Comment envisagez-vous « la réparation » et pourquoi ce parcours passe-t-il par la culture juive ? On est seulement vivant si on est dans le vrai. Il y a mille façons de faire de la fiction, mais ce qui m’intéresse désormais, c’est le vrai. Pourquoi mon grand-père n’a pas couru le risque de l’être avec nous ? J’ai découvert la culture juive grâce au rabbin libéral Ouaknin. Le Talmud me passionne, parce qu’il refuse la réponse. Il fabrique « des hommes et des femmes-questions ». Ce rapport au livre est la vraie raison de survie d’Israël au Moyen-Orient. J’ai eu envie de fonder un second peuple du Livre en Europe. Mon association « Lire et faire lire » se veut une potion magique, permettant aux enfants de se développer par la lecture de retraités.
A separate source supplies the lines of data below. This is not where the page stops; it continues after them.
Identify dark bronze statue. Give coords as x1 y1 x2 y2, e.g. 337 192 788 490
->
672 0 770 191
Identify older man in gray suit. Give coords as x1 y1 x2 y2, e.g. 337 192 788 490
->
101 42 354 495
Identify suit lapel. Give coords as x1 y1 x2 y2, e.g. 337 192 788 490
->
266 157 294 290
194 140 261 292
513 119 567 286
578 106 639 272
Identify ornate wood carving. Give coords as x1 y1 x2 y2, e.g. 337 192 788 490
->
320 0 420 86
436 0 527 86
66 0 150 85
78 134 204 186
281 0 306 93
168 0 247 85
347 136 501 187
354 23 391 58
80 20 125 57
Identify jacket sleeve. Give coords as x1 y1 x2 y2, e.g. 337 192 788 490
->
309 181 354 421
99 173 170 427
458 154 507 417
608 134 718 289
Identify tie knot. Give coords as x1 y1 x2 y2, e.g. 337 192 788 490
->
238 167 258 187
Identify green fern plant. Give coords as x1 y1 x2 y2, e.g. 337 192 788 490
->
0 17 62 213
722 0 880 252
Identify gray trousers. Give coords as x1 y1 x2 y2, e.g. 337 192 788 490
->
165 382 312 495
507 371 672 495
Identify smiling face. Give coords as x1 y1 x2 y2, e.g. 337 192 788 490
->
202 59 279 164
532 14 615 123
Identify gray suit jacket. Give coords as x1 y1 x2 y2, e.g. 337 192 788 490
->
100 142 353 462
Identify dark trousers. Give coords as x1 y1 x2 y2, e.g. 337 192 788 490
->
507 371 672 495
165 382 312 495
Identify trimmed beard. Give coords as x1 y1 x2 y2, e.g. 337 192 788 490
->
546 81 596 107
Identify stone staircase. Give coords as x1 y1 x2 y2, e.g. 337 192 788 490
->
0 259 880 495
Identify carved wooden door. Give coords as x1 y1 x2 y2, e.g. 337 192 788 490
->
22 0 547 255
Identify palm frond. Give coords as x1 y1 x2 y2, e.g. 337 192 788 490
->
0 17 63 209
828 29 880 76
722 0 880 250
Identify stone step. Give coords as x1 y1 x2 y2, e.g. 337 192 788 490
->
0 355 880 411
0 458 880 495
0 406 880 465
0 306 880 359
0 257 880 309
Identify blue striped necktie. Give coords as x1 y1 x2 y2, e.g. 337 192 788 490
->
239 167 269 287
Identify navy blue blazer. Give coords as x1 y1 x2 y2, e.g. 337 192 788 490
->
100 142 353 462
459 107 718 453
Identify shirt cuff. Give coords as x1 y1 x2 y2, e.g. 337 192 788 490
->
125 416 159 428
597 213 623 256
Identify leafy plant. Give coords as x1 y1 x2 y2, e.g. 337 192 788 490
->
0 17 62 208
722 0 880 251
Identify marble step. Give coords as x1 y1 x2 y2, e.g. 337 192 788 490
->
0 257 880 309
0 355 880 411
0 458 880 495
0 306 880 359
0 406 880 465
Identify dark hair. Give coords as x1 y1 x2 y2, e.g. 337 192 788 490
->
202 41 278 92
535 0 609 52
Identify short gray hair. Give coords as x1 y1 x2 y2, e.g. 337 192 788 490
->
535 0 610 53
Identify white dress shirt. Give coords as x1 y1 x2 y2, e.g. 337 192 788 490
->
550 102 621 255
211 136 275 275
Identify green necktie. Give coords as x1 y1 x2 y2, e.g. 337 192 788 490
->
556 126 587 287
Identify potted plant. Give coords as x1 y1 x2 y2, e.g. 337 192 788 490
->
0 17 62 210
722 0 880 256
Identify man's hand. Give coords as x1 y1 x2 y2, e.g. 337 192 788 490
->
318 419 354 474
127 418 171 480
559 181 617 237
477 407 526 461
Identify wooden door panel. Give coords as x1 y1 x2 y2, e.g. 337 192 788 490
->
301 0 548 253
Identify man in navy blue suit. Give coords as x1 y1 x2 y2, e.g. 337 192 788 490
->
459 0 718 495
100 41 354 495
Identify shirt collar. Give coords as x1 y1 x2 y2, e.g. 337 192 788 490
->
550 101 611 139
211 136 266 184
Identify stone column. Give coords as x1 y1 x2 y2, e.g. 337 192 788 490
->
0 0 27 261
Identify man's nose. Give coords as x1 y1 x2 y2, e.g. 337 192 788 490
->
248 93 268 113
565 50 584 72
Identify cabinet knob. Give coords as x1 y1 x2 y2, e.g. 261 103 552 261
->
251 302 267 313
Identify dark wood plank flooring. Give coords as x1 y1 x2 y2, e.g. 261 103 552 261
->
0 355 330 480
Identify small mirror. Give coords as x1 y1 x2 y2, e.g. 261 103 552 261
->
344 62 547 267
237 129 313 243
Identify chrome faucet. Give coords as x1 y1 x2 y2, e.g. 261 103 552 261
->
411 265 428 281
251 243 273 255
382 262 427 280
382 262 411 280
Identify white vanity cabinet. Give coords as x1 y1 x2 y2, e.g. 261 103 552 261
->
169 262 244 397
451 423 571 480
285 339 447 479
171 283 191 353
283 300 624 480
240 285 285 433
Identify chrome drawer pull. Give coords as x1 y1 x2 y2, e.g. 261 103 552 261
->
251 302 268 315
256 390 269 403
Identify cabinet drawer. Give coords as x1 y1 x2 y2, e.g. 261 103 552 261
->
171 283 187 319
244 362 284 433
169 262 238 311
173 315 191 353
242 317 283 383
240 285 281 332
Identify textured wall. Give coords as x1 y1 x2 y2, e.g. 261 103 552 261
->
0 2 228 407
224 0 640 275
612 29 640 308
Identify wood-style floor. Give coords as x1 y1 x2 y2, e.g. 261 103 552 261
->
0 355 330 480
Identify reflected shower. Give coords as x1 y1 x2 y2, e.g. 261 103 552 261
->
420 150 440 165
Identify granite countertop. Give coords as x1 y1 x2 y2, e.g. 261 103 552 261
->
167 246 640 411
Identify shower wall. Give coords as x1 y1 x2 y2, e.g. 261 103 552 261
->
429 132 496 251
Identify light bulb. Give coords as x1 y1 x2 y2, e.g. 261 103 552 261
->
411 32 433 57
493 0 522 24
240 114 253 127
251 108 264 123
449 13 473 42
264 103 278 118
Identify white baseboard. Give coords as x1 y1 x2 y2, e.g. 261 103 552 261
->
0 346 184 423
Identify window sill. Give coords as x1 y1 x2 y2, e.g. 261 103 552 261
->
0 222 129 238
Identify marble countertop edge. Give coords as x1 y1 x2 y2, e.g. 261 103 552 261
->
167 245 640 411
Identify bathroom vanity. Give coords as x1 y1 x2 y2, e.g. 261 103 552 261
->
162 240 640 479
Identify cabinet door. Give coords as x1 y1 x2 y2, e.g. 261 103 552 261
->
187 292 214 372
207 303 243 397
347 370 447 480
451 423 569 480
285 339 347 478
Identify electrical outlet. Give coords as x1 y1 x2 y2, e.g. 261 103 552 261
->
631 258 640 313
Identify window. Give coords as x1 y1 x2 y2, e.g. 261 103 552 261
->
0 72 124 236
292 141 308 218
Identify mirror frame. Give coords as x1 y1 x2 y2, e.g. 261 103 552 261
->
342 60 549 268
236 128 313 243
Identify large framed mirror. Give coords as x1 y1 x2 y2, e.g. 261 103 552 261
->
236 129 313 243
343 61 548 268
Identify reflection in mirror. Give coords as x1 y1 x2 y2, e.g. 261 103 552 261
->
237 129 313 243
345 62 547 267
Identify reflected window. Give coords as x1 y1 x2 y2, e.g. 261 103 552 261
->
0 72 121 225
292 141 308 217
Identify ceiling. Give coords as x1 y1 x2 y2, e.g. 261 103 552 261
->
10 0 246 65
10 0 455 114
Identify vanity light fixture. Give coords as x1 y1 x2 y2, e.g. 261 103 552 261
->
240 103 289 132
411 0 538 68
Ce lien intergénérationnel symbolise une réparation, qui vise à préparer l’avenir.
 
En bref
« C’est peut-être le boulot des petits-enfants de fissurer le silence ». Y compris quand ils sont les descendants de collabos ? Alexandre Jardin a passé des années à fouiller, secrètement, le passé de son grand-père, Jean Jardin, au parcours pétainiste exemplaire. Qu’impliquait son rôle au sein du cabinet de Pierre Laval ? Au fil de son enquête et de ses rencontres de congénères, son petit-fils est pris d’une nausée glaçante. Fini de se taire, la France n’a pas qu’été résistance ! La vérité doit éclater et la forcer à affronter ses démons. Admirable, Alexandre soulève des questions sans réponse, à l’image du Talmud qui l’a guidé. « Si nous ne sommes pas coupables des actes de nos pères et grands-pères, nous restons responsables de notre regard ».